Значительный вклад в теорию лидерства внес немецкий социолог Макс Вебер. В основе его типологии находилась классификация авторитета лиц, осуществляющих власть. Понимая под лидерством способность «отдавать приказы и вызвать повиновение», М. Вебер различал:
традиционное лидерство, которое основано на вере в незыблемость традиций. Авторитет традиционного лидера опирается на многолетние обычаи. Человек обладает правом на лидерство благодаря происхождению, принадлежности к элите. Личностные качества в данном случае не имеют никакого значения;
рационально-легальное или бюрократическое лидерство, которое основано на вере в законность существующего порядка. Оно возникает в том случае, когда лидером становятся не в силу каких-то особых качеств личности, а с помощью законных бюрократических процедур. В данном случае лидер выступает не как индивид, от которого исходит власть, а как проводник определенной воли, рациональной с точки зрения реализации властных функций;
харизматическое лидерство основано на вере в сверхъестественные качества лидера, который обладает в глазах последователей магической силой. Харизматическое лидерство возникает в критических ситуациях. Со стабилизацией социальной системы оно трансформируется в традиционное или бюрократическое [87].

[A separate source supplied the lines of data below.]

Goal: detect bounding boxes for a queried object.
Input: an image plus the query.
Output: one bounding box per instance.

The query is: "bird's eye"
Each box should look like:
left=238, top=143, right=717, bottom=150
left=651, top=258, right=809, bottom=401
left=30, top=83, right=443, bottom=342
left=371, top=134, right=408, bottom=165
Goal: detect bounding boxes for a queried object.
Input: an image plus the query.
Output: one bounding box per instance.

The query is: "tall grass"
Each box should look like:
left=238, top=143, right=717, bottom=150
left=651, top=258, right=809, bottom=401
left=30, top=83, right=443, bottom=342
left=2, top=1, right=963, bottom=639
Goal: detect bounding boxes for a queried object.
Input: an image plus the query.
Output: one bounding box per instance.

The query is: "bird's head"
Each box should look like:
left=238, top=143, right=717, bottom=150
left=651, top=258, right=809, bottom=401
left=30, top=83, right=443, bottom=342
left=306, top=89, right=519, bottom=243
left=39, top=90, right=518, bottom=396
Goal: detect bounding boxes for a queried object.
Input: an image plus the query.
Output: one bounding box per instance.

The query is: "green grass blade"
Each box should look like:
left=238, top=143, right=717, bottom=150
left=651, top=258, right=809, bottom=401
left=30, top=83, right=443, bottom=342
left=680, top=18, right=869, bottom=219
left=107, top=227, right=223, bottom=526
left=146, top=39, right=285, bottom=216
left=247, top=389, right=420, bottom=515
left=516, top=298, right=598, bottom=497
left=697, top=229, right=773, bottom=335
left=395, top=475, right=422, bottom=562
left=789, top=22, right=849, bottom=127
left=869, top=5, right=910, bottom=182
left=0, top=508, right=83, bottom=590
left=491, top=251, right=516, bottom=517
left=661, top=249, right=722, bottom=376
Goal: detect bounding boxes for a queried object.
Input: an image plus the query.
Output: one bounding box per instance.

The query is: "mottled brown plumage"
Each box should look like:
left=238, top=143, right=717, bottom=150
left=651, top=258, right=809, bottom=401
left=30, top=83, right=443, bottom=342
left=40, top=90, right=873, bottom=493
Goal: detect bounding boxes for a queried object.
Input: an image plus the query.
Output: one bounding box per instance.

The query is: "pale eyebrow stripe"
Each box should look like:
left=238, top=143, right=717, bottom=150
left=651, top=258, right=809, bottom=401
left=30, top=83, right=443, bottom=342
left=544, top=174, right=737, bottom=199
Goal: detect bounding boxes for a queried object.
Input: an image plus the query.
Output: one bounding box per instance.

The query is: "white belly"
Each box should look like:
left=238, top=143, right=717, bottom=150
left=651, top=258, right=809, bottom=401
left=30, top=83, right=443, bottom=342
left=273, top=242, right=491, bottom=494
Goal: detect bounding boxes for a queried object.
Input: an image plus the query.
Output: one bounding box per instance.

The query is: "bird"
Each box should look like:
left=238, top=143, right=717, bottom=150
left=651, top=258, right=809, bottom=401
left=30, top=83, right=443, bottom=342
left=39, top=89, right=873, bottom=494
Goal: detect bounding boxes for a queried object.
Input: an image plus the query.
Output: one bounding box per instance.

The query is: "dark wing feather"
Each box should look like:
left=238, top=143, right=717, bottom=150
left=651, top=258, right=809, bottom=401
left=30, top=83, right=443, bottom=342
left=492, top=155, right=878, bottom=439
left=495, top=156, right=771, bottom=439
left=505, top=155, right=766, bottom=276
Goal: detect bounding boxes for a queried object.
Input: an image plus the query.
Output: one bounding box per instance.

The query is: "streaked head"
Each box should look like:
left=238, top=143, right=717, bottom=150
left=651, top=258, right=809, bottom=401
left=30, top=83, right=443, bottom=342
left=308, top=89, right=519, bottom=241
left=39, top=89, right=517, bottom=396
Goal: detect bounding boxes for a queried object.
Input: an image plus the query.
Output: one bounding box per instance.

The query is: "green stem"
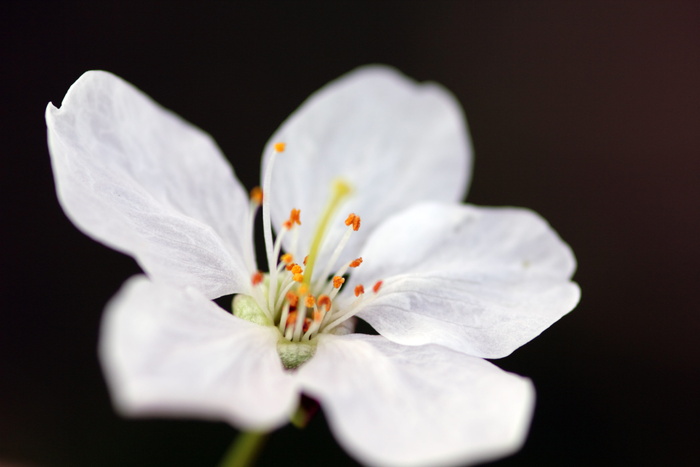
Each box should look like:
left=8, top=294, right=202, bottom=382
left=218, top=431, right=268, bottom=467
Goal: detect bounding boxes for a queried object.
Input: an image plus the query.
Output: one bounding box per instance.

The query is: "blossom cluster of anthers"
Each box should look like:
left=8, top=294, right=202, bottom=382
left=245, top=142, right=382, bottom=344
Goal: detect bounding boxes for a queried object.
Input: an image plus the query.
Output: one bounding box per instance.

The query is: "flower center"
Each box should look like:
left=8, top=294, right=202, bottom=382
left=232, top=142, right=382, bottom=369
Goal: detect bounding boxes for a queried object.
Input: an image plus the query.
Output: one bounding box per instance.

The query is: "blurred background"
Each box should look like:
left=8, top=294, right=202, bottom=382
left=2, top=1, right=699, bottom=466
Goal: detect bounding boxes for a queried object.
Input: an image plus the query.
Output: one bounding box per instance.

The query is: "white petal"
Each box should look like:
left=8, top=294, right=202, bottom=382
left=263, top=65, right=471, bottom=273
left=99, top=276, right=298, bottom=430
left=298, top=334, right=534, bottom=467
left=350, top=202, right=580, bottom=358
left=47, top=71, right=251, bottom=298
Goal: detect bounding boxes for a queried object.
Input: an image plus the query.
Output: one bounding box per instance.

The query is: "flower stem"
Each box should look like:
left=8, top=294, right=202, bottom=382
left=218, top=431, right=268, bottom=467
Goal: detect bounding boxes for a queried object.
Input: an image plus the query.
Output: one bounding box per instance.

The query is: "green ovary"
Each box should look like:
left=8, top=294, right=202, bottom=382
left=276, top=339, right=318, bottom=370
left=233, top=293, right=317, bottom=369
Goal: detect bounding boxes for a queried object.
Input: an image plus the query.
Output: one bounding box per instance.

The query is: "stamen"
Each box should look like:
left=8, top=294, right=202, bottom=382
left=326, top=275, right=346, bottom=302
left=281, top=253, right=294, bottom=265
left=354, top=284, right=365, bottom=297
left=286, top=311, right=298, bottom=328
left=275, top=279, right=298, bottom=311
left=292, top=297, right=307, bottom=341
left=322, top=257, right=362, bottom=298
left=278, top=302, right=291, bottom=333
left=268, top=218, right=295, bottom=310
left=302, top=318, right=312, bottom=333
left=262, top=143, right=284, bottom=278
left=315, top=216, right=360, bottom=289
left=291, top=264, right=305, bottom=282
left=282, top=208, right=301, bottom=231
left=273, top=271, right=296, bottom=311
left=251, top=271, right=263, bottom=286
left=302, top=309, right=324, bottom=341
left=344, top=213, right=361, bottom=231
left=323, top=280, right=379, bottom=334
left=290, top=228, right=300, bottom=262
left=244, top=188, right=263, bottom=273
left=305, top=295, right=316, bottom=308
left=286, top=291, right=299, bottom=308
left=250, top=186, right=263, bottom=205
left=317, top=295, right=332, bottom=311
left=289, top=209, right=301, bottom=226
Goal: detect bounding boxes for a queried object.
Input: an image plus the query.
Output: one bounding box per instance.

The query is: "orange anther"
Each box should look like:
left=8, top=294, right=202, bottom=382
left=286, top=291, right=299, bottom=307
left=372, top=280, right=383, bottom=293
left=317, top=295, right=332, bottom=311
left=349, top=257, right=363, bottom=268
left=333, top=276, right=345, bottom=289
left=251, top=271, right=263, bottom=286
left=285, top=262, right=297, bottom=271
left=303, top=255, right=308, bottom=265
left=344, top=213, right=361, bottom=231
left=281, top=253, right=294, bottom=264
left=250, top=186, right=263, bottom=204
left=286, top=311, right=297, bottom=327
left=354, top=284, right=365, bottom=297
left=287, top=310, right=297, bottom=327
left=293, top=273, right=304, bottom=283
left=291, top=264, right=303, bottom=275
left=274, top=142, right=286, bottom=152
left=283, top=220, right=292, bottom=230
left=305, top=295, right=316, bottom=308
left=288, top=209, right=301, bottom=226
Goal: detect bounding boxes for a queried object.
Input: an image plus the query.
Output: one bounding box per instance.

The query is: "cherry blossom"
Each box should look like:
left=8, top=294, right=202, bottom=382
left=46, top=66, right=579, bottom=466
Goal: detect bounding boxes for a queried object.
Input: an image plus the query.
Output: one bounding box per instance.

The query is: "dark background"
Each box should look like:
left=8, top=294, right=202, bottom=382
left=2, top=1, right=699, bottom=466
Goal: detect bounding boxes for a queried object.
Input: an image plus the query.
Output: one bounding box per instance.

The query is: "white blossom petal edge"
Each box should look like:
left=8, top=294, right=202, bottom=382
left=47, top=65, right=579, bottom=466
left=349, top=202, right=580, bottom=359
left=100, top=276, right=298, bottom=430
left=298, top=334, right=535, bottom=467
left=46, top=70, right=250, bottom=298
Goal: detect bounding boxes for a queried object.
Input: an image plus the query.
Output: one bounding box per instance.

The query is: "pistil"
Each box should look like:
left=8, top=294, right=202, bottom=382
left=303, top=179, right=352, bottom=287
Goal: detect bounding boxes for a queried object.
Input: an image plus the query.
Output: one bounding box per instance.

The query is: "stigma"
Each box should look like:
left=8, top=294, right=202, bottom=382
left=233, top=141, right=383, bottom=365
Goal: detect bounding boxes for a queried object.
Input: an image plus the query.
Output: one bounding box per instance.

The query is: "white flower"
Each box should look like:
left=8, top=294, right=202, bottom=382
left=46, top=66, right=580, bottom=467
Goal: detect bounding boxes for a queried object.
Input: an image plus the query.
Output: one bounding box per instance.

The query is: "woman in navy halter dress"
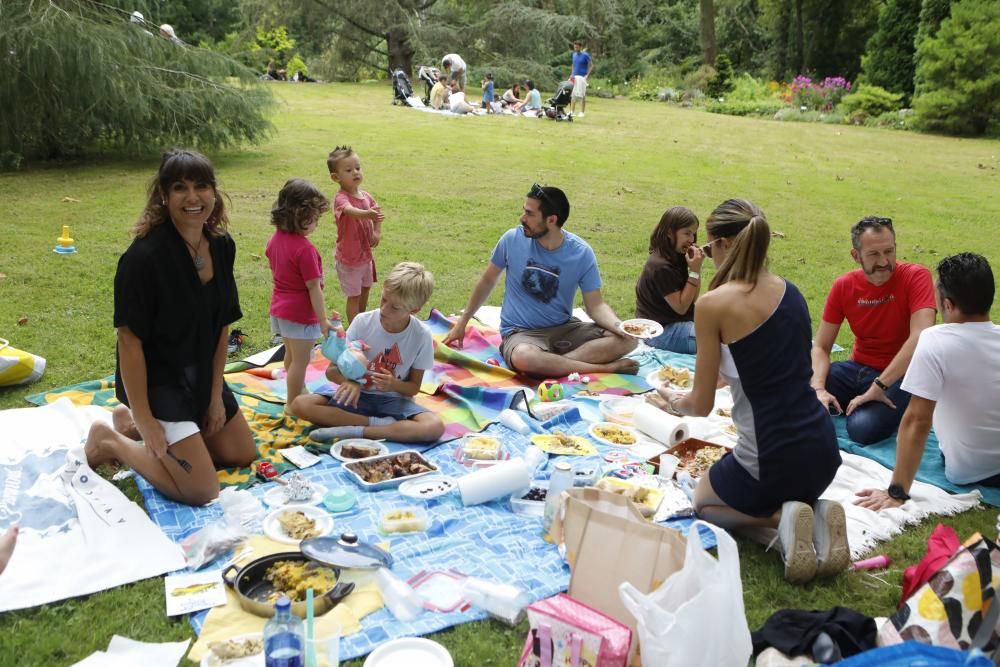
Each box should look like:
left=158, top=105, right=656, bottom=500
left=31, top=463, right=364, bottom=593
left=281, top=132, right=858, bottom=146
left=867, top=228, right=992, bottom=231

Идея лидерства у М. Вебера нашла дальнейшее развитие в работе «Парламент и правительство в новой Германии. К политической критике чиновничества и партийной жизни (май 1918)». В ней он впервые использует английское слово «leader» для обозначения нового политического феномена. Парламент, считал он, это место, где происходит отбор лидеров – здесь они выдвигаются как лидеры, но могут быть также лишены государственных постов, если утратят лидерские качества. Парламентская борьба «удается людям, наделенным мощным инстинктом политической власти и наиболее ярко выраженными лидерскими качествами, именно они получают шанс занять руководящие посты. Ибо существование партий в стране и все бесчисленные идеальные, а отчасти и материальные интересы которые с ним связаны, настоятельно требуют, чтобы у кормила власти находилась личность, обладающая лидерскими качествами. Следовательно, тогда и только тогда стимул для политических темпераментов и политических талантов пройти сквозь отбор этой конкурентной борьбы» [83, с. 155–156].

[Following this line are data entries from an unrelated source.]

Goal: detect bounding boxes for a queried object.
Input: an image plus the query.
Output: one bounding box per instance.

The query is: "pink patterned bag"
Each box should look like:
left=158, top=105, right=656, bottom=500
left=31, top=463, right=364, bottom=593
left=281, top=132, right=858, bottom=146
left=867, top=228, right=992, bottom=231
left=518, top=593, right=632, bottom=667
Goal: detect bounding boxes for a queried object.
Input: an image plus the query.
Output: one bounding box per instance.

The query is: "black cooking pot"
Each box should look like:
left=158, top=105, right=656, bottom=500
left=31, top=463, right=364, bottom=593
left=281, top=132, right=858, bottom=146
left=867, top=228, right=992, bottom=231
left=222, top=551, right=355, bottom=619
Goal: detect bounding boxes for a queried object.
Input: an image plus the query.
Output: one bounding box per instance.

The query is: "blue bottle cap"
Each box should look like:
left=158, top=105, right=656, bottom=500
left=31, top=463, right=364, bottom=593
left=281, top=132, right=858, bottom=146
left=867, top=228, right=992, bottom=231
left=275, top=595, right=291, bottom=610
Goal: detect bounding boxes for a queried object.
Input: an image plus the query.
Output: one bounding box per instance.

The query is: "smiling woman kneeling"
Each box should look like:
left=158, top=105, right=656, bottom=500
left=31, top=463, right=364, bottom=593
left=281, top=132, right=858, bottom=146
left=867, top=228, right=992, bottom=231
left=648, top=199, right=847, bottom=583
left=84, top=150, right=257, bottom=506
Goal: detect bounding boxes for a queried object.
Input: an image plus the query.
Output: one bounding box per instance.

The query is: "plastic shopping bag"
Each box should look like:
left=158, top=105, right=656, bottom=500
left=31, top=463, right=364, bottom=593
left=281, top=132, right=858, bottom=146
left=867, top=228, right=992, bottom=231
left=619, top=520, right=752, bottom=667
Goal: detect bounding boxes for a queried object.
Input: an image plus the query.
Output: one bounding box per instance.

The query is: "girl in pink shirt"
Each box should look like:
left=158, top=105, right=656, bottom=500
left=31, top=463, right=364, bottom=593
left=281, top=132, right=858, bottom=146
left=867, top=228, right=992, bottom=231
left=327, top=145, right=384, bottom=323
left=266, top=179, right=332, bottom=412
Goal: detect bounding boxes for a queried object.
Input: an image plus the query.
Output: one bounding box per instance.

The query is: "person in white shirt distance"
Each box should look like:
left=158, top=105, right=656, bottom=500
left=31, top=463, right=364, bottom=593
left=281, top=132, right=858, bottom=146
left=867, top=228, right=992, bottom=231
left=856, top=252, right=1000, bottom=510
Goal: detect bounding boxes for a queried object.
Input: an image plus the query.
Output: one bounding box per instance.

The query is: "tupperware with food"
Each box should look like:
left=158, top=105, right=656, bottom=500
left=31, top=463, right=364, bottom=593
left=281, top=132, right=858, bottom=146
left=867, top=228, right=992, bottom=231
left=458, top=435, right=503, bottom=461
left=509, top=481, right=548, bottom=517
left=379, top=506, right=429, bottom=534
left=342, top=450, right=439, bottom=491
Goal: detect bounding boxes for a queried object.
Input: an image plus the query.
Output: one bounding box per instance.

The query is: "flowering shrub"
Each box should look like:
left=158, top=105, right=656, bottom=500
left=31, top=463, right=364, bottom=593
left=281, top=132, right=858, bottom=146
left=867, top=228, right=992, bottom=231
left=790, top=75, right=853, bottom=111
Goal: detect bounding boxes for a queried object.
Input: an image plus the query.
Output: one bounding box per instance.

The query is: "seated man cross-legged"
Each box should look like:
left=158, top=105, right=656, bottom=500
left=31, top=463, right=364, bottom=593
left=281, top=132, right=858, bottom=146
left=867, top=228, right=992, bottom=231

В данном исследовании особое внимание М. Вебер уделял личностным качествам как бюрократов, так и политических лидеров. Самостоятельность в принятии решений, организаторские способности, основанные на собственных идеях, ожидаются как от первых, так и от вторых. Но если вышестоящая инстанция упорно настаивает на своем распоряжении, – подчеркивал М. Вебер, – «то не только обязанность, но и честь предписывает подчиненному чиновнику выполнить его так, словно оно соответствует сокровеннейшим его убеждениям, и тем самым показать, что чувство служебного долга превалирует у него над своеволием. При этом безразлично, получает ли вышестоящая инстанция свой императивный мандат от неких «властей», «корпорации» или же «собрания». Так угодно канцелярскому духу. А вот политический лидер, который будет так действовать, заслужит презрение. Он зачастую вынужденно заключает компромиссы, что означает жертвует менее важным ради более важного. Если же политический лидер не в состоянии сказать своему господину (будь то монарх или демос): либо я сейчас выполню эту инструкцию, либо уйду, то он не вождь, а жалкий проклейщик (Kleber), как называл людей такого типа Бисмарк. «Над партиями» (что в действительности означает «не борясь за собственную власть») должен находиться чиновник. Борьба же за собственную власть и за вытекающую из этой власти личную ответственность есть жизненная стихия как политика, так и предпринимателя» [83, с. 147–148].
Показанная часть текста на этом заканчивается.